I may go to college, he whispered to his grandfather, later that night after they snuffed the flames of the tung oil lamps and he lay in bed next to Yishou, who’d taken his grandfather’s place beside him. They are finally bringing back the examinations, his mouth said against the coarse cotton revealed by the quilt’s torn patches. If only you’d made it for a few more days, you could have helped me. Eleven years had passed since the exams had last been administered—that day’s news was a miracle. He felt as if he’d been journeying on a flat plateau all his life and finally, this hope on the horizon had made the topography of his future visible. There was a crevasse in his life now: on one side were his mother and Yishou and his father and their old way of living; he and Hanwen, hope and possibility, on the other.





Five



He seemed to have entered a new season of his life; the surprises continued to come. He marveled at how, after years when the days seemed like they would never change, the events after his grandfather’s death tumbled into one another with rapidity.

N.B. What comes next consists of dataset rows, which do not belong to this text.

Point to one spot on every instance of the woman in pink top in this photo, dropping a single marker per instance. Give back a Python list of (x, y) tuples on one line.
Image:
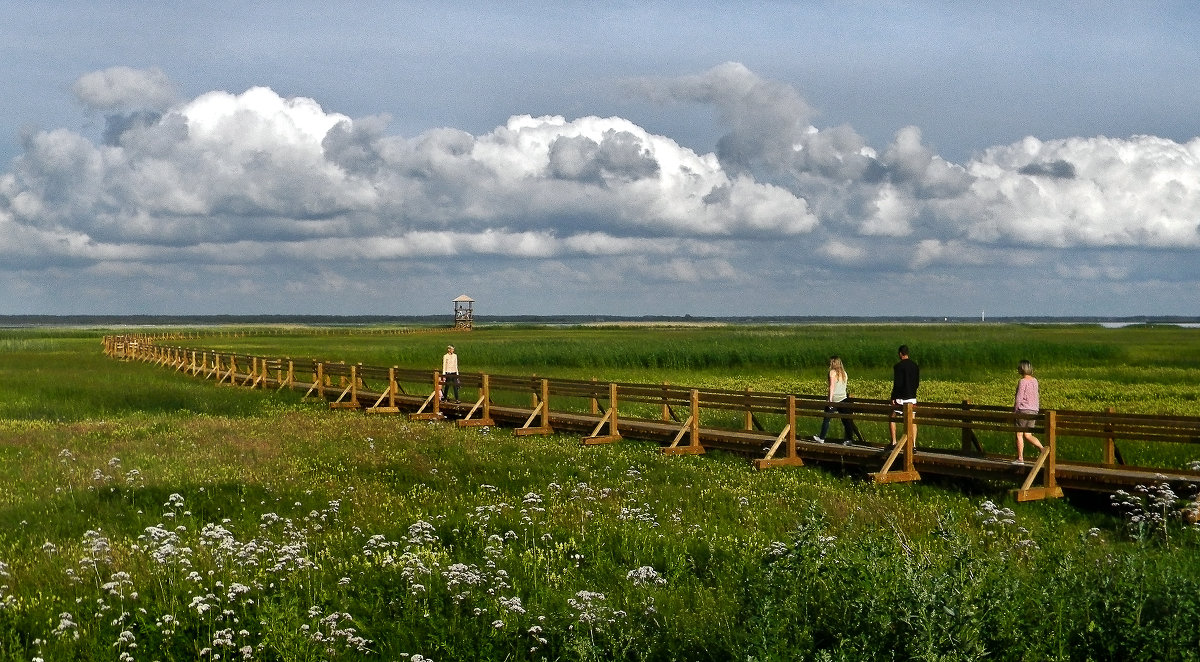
[(1026, 402)]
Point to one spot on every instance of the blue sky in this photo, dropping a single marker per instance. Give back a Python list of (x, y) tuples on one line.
[(711, 158)]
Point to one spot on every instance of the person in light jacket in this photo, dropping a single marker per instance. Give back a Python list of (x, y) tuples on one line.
[(838, 380), (450, 374), (1026, 402)]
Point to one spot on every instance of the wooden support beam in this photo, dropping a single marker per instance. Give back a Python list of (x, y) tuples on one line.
[(351, 390), (907, 445), (610, 419), (433, 402), (389, 395), (789, 434), (541, 410), (1047, 463), (690, 428), (485, 402)]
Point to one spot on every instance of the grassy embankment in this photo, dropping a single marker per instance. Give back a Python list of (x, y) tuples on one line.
[(151, 515)]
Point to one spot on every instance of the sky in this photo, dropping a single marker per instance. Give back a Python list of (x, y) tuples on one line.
[(618, 158)]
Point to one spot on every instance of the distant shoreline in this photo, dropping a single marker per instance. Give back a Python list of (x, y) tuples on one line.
[(17, 322)]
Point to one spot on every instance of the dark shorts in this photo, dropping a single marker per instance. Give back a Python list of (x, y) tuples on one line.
[(899, 404), (1030, 421)]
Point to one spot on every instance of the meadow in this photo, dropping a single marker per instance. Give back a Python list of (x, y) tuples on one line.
[(147, 515)]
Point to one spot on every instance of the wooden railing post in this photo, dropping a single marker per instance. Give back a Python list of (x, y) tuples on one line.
[(1110, 441)]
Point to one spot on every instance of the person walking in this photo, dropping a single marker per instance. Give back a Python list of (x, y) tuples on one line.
[(450, 374), (905, 379), (838, 380), (1027, 401)]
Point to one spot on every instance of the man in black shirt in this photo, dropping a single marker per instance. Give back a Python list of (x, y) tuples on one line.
[(905, 379)]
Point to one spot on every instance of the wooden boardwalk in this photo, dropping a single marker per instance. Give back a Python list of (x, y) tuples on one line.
[(759, 426)]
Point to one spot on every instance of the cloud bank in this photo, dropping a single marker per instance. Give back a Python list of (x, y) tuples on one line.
[(233, 185)]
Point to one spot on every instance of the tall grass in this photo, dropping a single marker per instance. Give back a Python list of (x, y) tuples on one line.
[(220, 522)]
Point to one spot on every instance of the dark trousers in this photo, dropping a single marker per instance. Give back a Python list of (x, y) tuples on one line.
[(847, 425)]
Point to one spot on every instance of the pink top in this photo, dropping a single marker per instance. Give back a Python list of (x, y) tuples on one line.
[(1027, 393)]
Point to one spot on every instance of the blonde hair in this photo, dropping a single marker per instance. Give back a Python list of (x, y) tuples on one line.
[(837, 367)]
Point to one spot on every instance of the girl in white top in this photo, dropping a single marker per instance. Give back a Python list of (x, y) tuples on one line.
[(838, 379)]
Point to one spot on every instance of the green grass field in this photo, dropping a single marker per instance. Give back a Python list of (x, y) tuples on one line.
[(147, 515)]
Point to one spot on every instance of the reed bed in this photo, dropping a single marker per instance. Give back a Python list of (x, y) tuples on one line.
[(147, 515)]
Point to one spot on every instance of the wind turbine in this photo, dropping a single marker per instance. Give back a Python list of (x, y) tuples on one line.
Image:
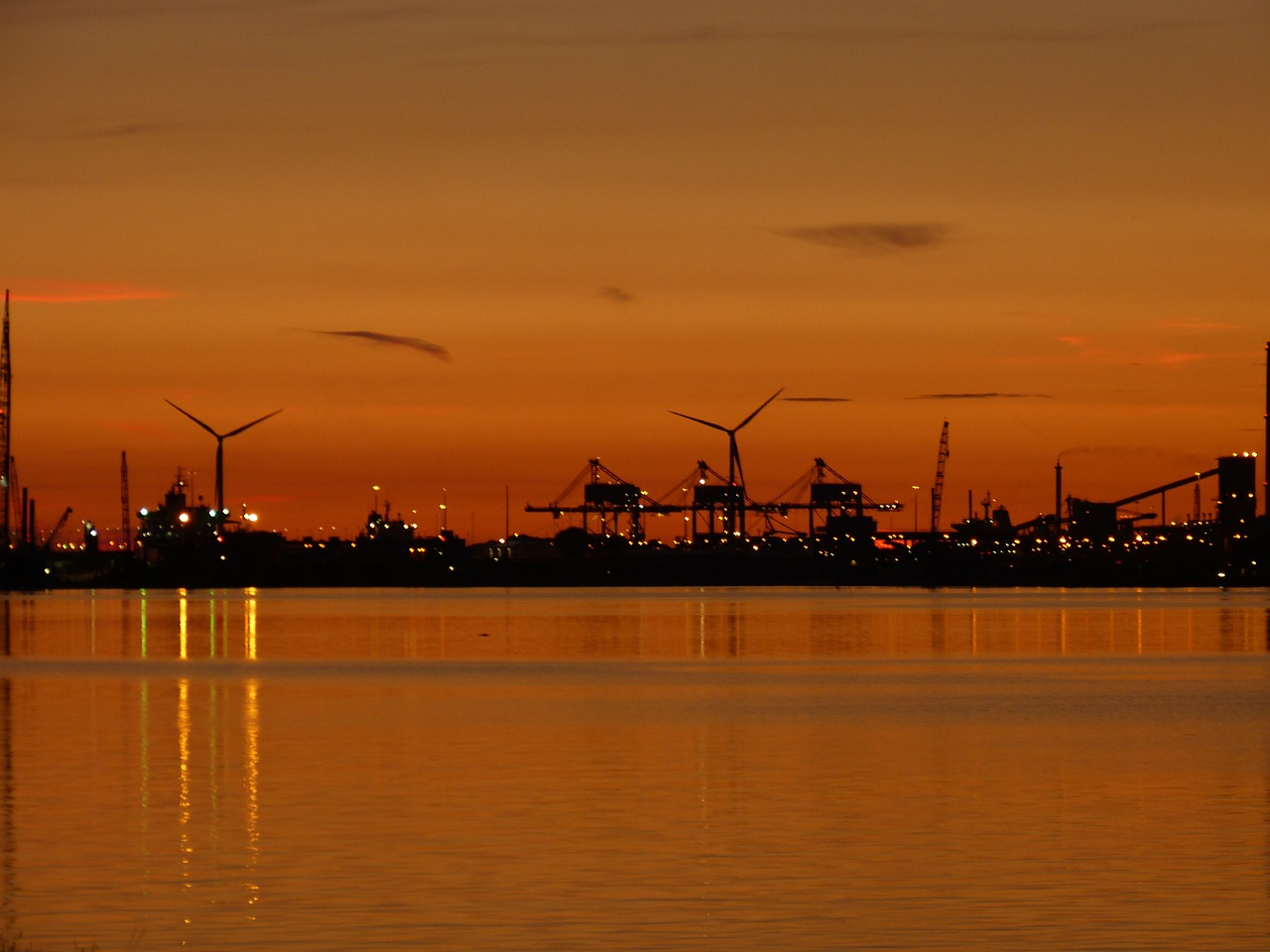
[(220, 452), (735, 475)]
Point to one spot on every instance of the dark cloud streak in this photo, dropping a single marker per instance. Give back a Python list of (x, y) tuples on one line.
[(371, 336), (980, 397), (871, 238)]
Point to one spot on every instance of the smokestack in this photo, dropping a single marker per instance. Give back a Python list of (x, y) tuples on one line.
[(1058, 495)]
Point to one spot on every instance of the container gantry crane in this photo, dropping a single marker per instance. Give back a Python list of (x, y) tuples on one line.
[(938, 489)]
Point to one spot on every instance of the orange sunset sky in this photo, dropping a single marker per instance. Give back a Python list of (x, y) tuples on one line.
[(1046, 222)]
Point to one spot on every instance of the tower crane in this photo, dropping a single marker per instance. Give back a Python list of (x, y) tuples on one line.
[(938, 489), (58, 529)]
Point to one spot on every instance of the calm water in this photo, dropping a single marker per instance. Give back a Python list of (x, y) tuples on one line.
[(635, 770)]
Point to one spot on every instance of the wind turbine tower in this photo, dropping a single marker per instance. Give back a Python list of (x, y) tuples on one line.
[(735, 475), (220, 453), (5, 472)]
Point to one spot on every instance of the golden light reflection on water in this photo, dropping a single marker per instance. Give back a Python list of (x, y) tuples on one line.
[(638, 624), (705, 771)]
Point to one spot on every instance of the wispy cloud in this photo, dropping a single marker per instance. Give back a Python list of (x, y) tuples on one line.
[(81, 293), (423, 347), (873, 238), (991, 395), (125, 130), (1119, 352), (616, 295)]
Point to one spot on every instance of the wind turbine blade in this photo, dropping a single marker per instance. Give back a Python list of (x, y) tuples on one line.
[(249, 425), (703, 422), (760, 409), (193, 417)]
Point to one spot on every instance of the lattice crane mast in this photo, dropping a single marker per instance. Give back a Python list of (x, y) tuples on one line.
[(938, 489)]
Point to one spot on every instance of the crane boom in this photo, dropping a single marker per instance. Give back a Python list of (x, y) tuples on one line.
[(938, 489)]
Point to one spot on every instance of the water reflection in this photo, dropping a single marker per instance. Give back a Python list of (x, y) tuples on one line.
[(244, 770), (619, 624)]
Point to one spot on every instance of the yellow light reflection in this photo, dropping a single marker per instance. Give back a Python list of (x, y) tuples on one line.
[(249, 625), (183, 796), (252, 780)]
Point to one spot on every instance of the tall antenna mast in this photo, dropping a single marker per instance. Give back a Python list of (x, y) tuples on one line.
[(123, 502), (5, 380)]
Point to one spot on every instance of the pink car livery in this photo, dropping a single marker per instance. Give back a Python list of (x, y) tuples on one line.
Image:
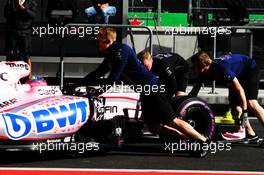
[(34, 110)]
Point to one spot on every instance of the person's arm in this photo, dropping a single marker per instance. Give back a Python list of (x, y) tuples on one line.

His father arrived home a day later. Yitian was sitting on a stool in the courtyard, still wiping sleep from his eyes, when the door suddenly swung open.

“Mother of Yishou!”

His shape caught the rays of the first dawn, so that his broad shoulders and wide back, made larger by the cardboard box strapped to it, were shadowed across the floor.

They hadn’t expected him so early in the day. He wore his faded green military uniform. Yitian’s mother dropped the egg she was holding, just collected from the coop, sending the still-warm yolk sliding down the courtyard floor. Yishou called Ba! in his own booming voice, rushing to take his father’s bag onto his own back.